Журнал и книжонка обжигали ей руки. И она оставила их, уезжая совсем из Сиднея, в Сашкиной передней, на полочке у телефона…
…А пока — старый седой человек сидел с ней рядом на низком диване в доме священника и плакал.
— Сибирячка! — он говорил ей — Сибирячка — и пытался обнять и плакал снова. И хотя она вовсе не была подлинной сибирячкой, а «новоиспеченной», не опровергала этого, потому что для него она была приехавшей «оттуда», и совсем неважно, как она оказалась там и когда. Главное, что совсем только что она была там да еще знала его Сузун! И сейчас, сидя рядом на диване, он видел не ее, какая она сама, и даже не различал, молодая пли старая, и не узнал бы, встретивши снова. Он видел свой бор, золотисто-солнечный, сухой и звенящий, как скрипка, по осени, с резким скипидарным духом хвои, в шорохе редкого пожелтевшего подлеска, или в начале лета — влажный, сочный, зеленый, с оранжевым разливом огоньков в распадках, беловато-мохнатыми свечками, расцветающими на концах колких веток. И с зайцем, сидящим, как столбик, у края лесной дороги на песчаном бугорке. Или более всего запечатлен он в его сознании зимним — строгим, почти двухцветным, как на гравюре, когда на белизне снегов даже вечная зелень сосен кажется черным узором и ломятся ветки под тяжкими лапами снега — потому что такого нет и не может быть в Австралии (только в горах где-то, где не живут, а только приезжают на лыжный спорт те, кто имеет возможность, и где, по всей вероятности, ему нечего делать!). Или все проще — и ему видятся пестро-пегие коровы на кочковатом лугу в Сузунской пойме, в последний час дня, когда вот-вот они оторвутся от своей деловитой жвачки и отправятся по домам, медленным стадом втекая в улицы поселка. А закат лежит над сумеречным бором лиловыми полосами, и пласты то ли дыма, то ли тумана сединой затягивают пойму, и пахнет древесным дымом от растопленных печей. И русским хлебом…

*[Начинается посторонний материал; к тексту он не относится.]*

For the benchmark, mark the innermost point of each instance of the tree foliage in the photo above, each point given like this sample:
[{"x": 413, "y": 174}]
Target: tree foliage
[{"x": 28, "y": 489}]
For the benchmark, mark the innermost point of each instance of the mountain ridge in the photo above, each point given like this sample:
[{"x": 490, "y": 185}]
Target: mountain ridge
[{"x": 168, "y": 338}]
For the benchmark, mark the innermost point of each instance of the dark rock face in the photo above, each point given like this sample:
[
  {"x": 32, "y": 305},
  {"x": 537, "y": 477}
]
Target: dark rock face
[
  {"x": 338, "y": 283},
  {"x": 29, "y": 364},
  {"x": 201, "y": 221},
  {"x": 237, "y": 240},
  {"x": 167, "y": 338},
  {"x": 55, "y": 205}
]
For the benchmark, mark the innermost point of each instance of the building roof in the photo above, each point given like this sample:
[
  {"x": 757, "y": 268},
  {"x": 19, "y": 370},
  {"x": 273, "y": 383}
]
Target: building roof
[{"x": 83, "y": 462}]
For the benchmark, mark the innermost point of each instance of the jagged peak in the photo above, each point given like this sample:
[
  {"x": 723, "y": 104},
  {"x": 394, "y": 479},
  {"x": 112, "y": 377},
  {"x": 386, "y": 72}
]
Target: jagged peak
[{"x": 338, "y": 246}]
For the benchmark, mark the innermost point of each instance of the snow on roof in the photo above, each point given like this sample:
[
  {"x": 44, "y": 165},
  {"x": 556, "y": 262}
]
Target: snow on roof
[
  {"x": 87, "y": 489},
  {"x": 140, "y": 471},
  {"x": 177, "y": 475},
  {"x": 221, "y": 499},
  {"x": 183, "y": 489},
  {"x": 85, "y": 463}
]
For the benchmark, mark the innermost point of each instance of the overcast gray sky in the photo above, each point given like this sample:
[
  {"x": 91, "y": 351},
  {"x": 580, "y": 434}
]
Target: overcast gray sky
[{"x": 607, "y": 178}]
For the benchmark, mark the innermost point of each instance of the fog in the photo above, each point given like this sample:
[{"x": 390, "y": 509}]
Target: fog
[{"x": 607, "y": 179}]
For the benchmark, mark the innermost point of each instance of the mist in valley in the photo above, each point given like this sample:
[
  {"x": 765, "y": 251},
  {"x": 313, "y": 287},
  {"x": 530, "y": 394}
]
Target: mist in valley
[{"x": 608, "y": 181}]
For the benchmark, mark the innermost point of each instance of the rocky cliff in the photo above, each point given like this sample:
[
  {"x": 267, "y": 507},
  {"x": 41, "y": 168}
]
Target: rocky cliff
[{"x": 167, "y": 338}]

— Боже мой! — сказал он почти сквозь зубы и пригнул к рукам свою большую лобастую голову (может быть, чтобы никто не видел лица его), и хрустели пальцы, сжавшие крохотный, с наперсток, туесок…
Что же с ним было такого, и что же такое он сделал, если не может быть там, а должен сидеть здесь, в душной ночи чужого города, где даже окна распахнуть не принято, в чужой квартире явно враждебного всей его русской сути человека? А где-то в соседнем Хомбуше или Стратфельде ждет его по-женски недовольная этим свиданием жена, которой ничего это неизвестно и не нужно и даже рассказывать невозможно, потому что у той позади свой оставленный какой-нибудь Триест с одной Адриатике присущими красками и запахами, до которой ему тоже нет дела…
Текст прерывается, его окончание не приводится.